Some mums and their partners may experience the birth of their baby as a traumatic event. This is more likely if the birth didn’t go as expected, or there was a fear that either mum or baby were in danger of harm. Feelings of helplessness, severe anxiety and confusion, as well as uncertainty of how things may turn out can be extremely traumatic. The impact of such a difficult experience and memories of what happened may not easily fade after the birth, even when the outcome is positive.

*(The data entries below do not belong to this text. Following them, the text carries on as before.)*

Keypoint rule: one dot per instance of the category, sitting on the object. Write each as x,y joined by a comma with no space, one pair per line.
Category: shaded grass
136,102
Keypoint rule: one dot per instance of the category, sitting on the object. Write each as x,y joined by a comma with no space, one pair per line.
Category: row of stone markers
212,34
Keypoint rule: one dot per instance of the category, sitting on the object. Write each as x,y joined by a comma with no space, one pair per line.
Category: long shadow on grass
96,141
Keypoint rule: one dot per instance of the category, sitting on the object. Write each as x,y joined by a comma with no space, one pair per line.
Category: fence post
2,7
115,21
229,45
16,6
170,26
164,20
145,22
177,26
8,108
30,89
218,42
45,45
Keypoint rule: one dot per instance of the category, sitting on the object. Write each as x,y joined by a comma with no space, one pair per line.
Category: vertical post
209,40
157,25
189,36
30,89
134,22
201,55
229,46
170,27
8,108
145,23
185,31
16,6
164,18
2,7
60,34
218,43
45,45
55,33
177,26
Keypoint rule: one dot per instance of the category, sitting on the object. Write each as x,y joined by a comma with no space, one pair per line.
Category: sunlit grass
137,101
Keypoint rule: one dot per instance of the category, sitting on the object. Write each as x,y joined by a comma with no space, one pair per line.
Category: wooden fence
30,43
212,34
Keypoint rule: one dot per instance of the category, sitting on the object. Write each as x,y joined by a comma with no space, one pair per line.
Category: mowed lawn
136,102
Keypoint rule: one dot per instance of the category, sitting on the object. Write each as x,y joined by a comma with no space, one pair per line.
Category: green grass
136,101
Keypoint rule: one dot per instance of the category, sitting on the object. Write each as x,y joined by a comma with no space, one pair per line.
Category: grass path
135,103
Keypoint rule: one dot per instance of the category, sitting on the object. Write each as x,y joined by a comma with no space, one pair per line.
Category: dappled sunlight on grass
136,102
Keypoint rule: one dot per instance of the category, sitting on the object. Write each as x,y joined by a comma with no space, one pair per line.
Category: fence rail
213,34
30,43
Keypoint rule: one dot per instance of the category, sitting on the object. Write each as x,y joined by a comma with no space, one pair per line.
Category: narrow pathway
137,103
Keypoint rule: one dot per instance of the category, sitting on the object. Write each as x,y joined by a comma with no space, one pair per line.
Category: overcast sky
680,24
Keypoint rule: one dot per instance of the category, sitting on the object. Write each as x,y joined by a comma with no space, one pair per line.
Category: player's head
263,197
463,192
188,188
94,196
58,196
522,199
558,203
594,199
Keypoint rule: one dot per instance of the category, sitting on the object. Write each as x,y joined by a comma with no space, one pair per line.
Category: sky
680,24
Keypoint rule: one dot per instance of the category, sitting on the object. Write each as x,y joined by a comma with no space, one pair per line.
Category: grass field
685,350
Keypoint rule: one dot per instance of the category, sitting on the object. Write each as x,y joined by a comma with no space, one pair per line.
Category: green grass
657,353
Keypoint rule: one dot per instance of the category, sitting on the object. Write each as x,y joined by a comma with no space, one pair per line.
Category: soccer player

Symptoms of postnatal trauma can start immediately after the birth or may develop in the weeks and months after. Although distressing, trauma symptoms are a normal response to an abnormal and possibly life threatening event and can include:

Reliving the trauma:

  • Vivid and intrusive thoughts and images of the event which can suddenly appear and distress you.
  • Disturbing dreams.
  • Intense distress and anxiety when faced with reminders of the experience.

Changes in thinking, feeling and physical sensations:

  • Being easily startled and always on the lookout for possible dangers or threats, known as hypervigilance.
  • Getting very emotional very quickly, sometimes for no obvious reason, known as hyperarousal.
  • Disturbed sleep patterns.
  • Difficulty concentrating.
  • Feeling numb or emotionally detached.

Negative thoughts and feelings:

  • Thinking negatively about yourself, the world and the future.
  • Excessive self-blame.
  • Reduced interest in your usual activities.
  • Difficulties experiencing positive feelings.

You may also notice that you try to avoid thinking about what happened and anything which triggers the memory. For example, you may feel the urge to avoid situations that remind you of the trauma. Again this is common following a traumatic experience. For many people, trauma symptoms decrease gradually as the experience is accepted as something that has happened. Good support from partners, family, friends and professionals can help with this adjustment. However, if symptoms continue for weeks or months after the birth this is called Post Traumatic Stress Disorder or PTSD. As it’s not as well-known as Postnatal Depression, Postnatal PTSD may not be as easily recognised, by either the parents themselves or the professionals involved in their care. It’s common for new parents who’ve experienced a traumatic birth to think that they should be able to move on after the event. This can stop the effects of the experience from being acknowledged and understood.

There are a number of factors which increase the likelihood of Postnatal PTSD developing. These include:

  • a difficult experience of childbirth
  • previous mental health difficulties
  • a history of previous traumatic experiences
  • birth complications and emergency procedures
  • lack of support from family or friends

Many people who experience a traumatic birth find that the effects can continue and overshadow the period after the birth. In this case, it’s important to seek professional help and support including psychological therapy. You can refer yourself to Leeds Mental Wellbeing Service or talk to your midwife/health visitor or GP, who can arrange a referral to an appropriate service. You can find more information about treatments for PTSD on the NHS website.